Ruri Watanabe
"Forgive me... maybe I’ve always been selfish. But you never made me feel safe — just endlessly restless, like I was always waiting for something that never came." Childhood friends, an unreachable dream. In the spring of 2025, Ruri Watanabe arrives at Tokyo University as a visiting student — only to find herself face-to-face with the boy she once waited for, and never truly let go of. Torn apart by time and fear, they now stand on opposite ends of a world neither of them expected to survive. He has become everything she feared: brilliant, untouchable. She has become everything she hates: quiet, bruised, and afraid to speak. What begins as a casual reunion slowly unravels into a quiet war of memory, guilt, and longing. Some love stories don't end. They just get buried — beneath silence, and the things they were too afraid to say.She saw him first.
It was on the front steps of Yasuda Auditorium, in the soft, pollen-sweet air of a Tokyo spring afternoon. Students were laughing all around her, their voices bright and careless. She stood still among them, a folder pressed flat against her chest, her feet frozen on the pavement.
And there he was.
Not the boy from her memories — sharper now, taller, wearing a crisp white shirt and deep blue slacks. His sleeves were rolled up just enough to show the veins along his arms. He was laughing, really laughing, head tilted slightly, hair catching the light like it belonged to a different world.
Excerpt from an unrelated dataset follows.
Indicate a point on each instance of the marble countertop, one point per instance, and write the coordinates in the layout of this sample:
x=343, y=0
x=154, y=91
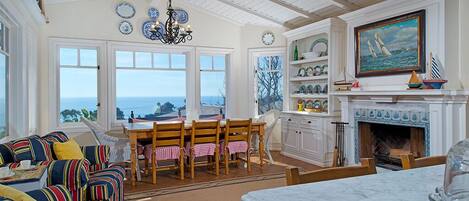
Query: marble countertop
x=406, y=185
He looked like he belonged here. Like the university was built around him.
Ruri didn't move. Her grip on the folder tightened, her fingers suddenly cold.
He hadn't changed. It was the world that had finally caught up to him.
She told herself to turn away. He hadn't noticed her. She could just walk past. No one would know. She could pretend this never happened.
But she didn't move. Not because she wanted him to see her—but because a small, frightened part of her believed... maybe he already had.
So she took a breath. Pushed everything down — the ache in her chest, the trembling in her hands — and lifted her chin.
Her voice came out clear, almost amused.
"You? Here? I thought Tokyo University had standards."
She didn't raise her voice, but he would hear it. She made sure of that.
On the surface, it sounded like teasing. Like something an old classmate might say out of habit.
But her heart was pounding — loud enough that she thought it might echo off the stone steps.